Minister of Flood Control, Welfare of Plains Tribes and Backward Classes
- In office 21 March 1978 – 4 September 1979
- Chief Minister: Golap Borbora
- Succeeded by: Zahirul Islam

Member of Assam Legislative Assembly
- In office 1978–1983
- Preceded by: Constituency established
- Succeeded by: Puspadhar Pegu
- Constituency: Jonai
- In office 1967–1978
- Preceded by: Constituency established
- Succeeded by: Purna Chandra Bora
- Constituency: Dhemaji

Personal details
- Born: 21 July 1928
- Died: Unknown
- Party: Lokdal Janata Party Bharatiya Lok Dal Swatantra Party
- Spouse: Padmawati Kouli ​(m. 1956)​
- Children: 5
- Occupation: Politician

= Ramesh Mohan Kouli =

Indian politician

Ramesh Mohan Kouli (21 July 1928 – unknown) was an Indian politician and teacher from Assam who served as Minister of Flood Control from 1978 to 1979. He was the Member of Assam Legislative Assembly (MLA) for Dhemaji from 1967 to 1978 and for Jonai from 1978 to 1983.

== Early life and career ==
Kouli was born on 21 July 1928. He was general secretary of Dibrugarh HSK college from 1949 to 1950, and then headmaster of All Assam Miri High School from 1955 to 1956. Kouli was the founder teacher and headmaster of Dibrugarh Miching High School in 1962.

== Political career ==
Kouli was elected MLA for the Dhemaji in 1967 for the Swatantra Party, and was reelected in 1972. He was president of the Swatantra Party from 1966 to 1974, and then convenor and general secretary of the Bharatiya Lok Dal from 1974 to 1977. He joined the Janata Party in 1977, and was elected for the Jonai constituency in 1978. He was appointed Minister for Flood Control, Welfare of Plains Tribes, and Backward Classes under Golap Borbora in 1978.

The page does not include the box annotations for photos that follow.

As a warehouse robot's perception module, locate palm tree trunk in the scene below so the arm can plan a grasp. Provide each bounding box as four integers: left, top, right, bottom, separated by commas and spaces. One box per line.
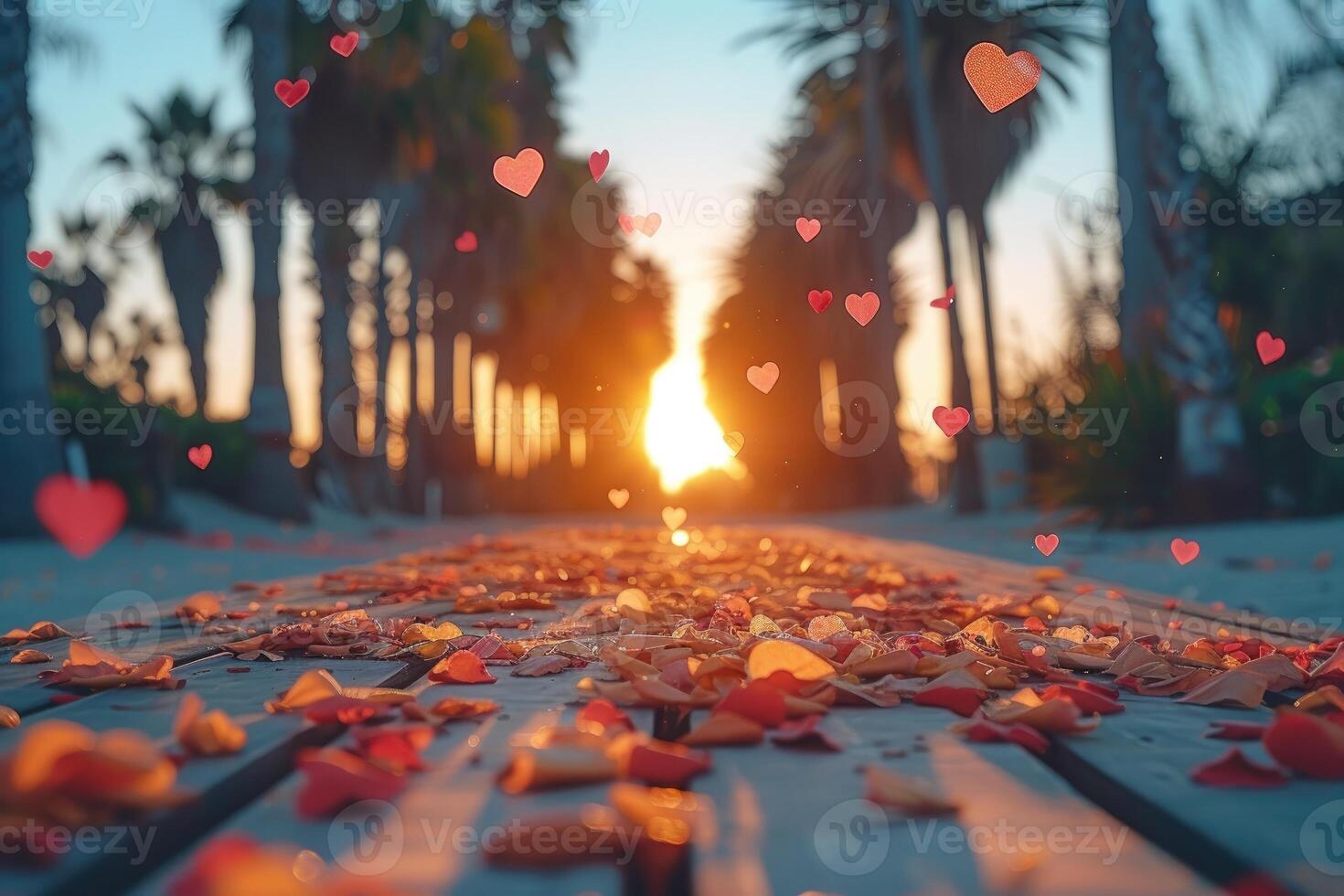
242, 0, 308, 520
970, 208, 1003, 421
899, 0, 986, 513
0, 3, 60, 536
855, 42, 910, 504
1112, 0, 1254, 516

Kouli later joined the Lokdal party and became president of Lok Dal (B) in Assam. In June 1988, the party merged with Congress (I), and Kouli met with Prime Minister Rajiv Gandhi, along with Kamala Bahuguna and Vijay Bahuguna as part of the merger.

== Family ==
Kouli married Padmawati Kouli in 1956, and they had three sons and two daughters together.